2.  Significant Accounting Policies

 

Revenue Recognition

 

The FASB issued ASU No. 2014-09, Revenue from Contracts with Customers (Topic 606). ASU No. 2014-09, as subsequently amended, supersedes the revenue recognition requirements in Revenue Recognition (Topic 605), and most industry-specific guidance throughout the Industry Topics of the Codification. Additionally, ASU No. 2014-09 supersedes some cost guidance included in Revenue Recognition-Construction-Type and Production-Type Contracts (Subtopic 605-35). Under ASU No. 2014-09, an entity should recognize revenue when it transfers promised goods or services to customers in an amount that reflects the consideration to which the entity expects to be entitled in exchange for those goods or services. ASU No. 2014-09 also requires additional disclosure about the nature, amount, timing, and uncertainty of revenue and cash flows arising from customer contracts.
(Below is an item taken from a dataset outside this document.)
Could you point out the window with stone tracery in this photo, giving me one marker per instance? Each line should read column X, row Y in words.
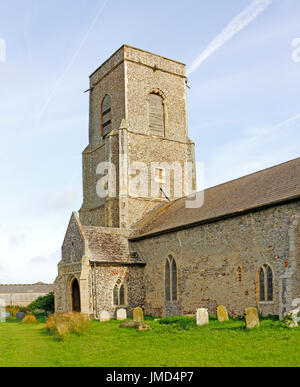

This includes significant judgments and changes in judgments and assets recognized from costs incurred to obtain or fulfill a contract.  Additionally, from time to time, the Company may enter into transactions whereby it sells or options certain mineral properties, plant and equipment.  In these instances, certain principles of ASC 610, Other Income, may apply when de-recognizing a nonfinancial asset when the Company has determined the sale and/or option agreement does not qualify as a contract with a customer.  Certain principles of ASC 606 may apply when recognizing a gain or loss on the transaction even though the transaction is not considered to be in the normal course of business.  ASU No. 2014-09 states that entities should apply guidance related to transfer of control and measurement of the transaction price when evaluating the timing and amount of the gain or loss to be recognized. The new guidance is effective for interim and annual periods beginning after December 15, 2017.

 

The Company adopted the new guidance effective January 1, 2018. The guidance may be applied retrospectively for all periods presented or retrospectively with the cumulative effect of initially applying the guidance recognized at the date of initial application. The Company adopted the guidance retrospectively with the cumulative effect of initially applying the amended guidance recognized at January 1, 2018. Based on the contracts outstanding as of December 31, 2017, there was no cumulative effect adjustment required to be recognized at January 1, 2018.  Under the Company’s adoption approach, results for reporting periods beginning after January 1, 2018, will be presented in the Consolidated Financial Statements under the new guidance, while prior period amounts will not be adjusted and continue to be reported under the guidance in effect for those periods.

 

The Company has performed an assessment of the revised guidance and the impacts on the Company’s Consolidated Financial Statements and disclosures. The Company has completed the review of all contracts with the potential for variable consideration and determined that the adoption of this guidance will primarily impact the timing of revenue recognition on certain option agreements based on the Company’s determination of when control is transferred for accounting purposes. Currently, proceeds received from option agreements are considered recovery of the carrying value of the related project until the carrying value reaches zero.  After that, any additional proceeds received will be recognized as a contract liability until control has transferred to the buyer or the related contract has terminated.

   

The Company has completed its evaluation of the potential for future variable consideration from net smelter return royalties (“NSR”), and other production related payments, and determined that there is no impact to the Company’s current accounting.  None of the projects which could provide the Company with NSRs or other production related payments are currently in production, and in all cases, we believe there is low probability of future production from these projects. Accordingly, the Company believes its NSRs and other production related payments are fully constrained, and the Company does not record a receivable for them. When it becomes probable that a project which could provide the Company with an NSR or other production related payments could begin production, the Company will evaluate the accounting treatment at that time.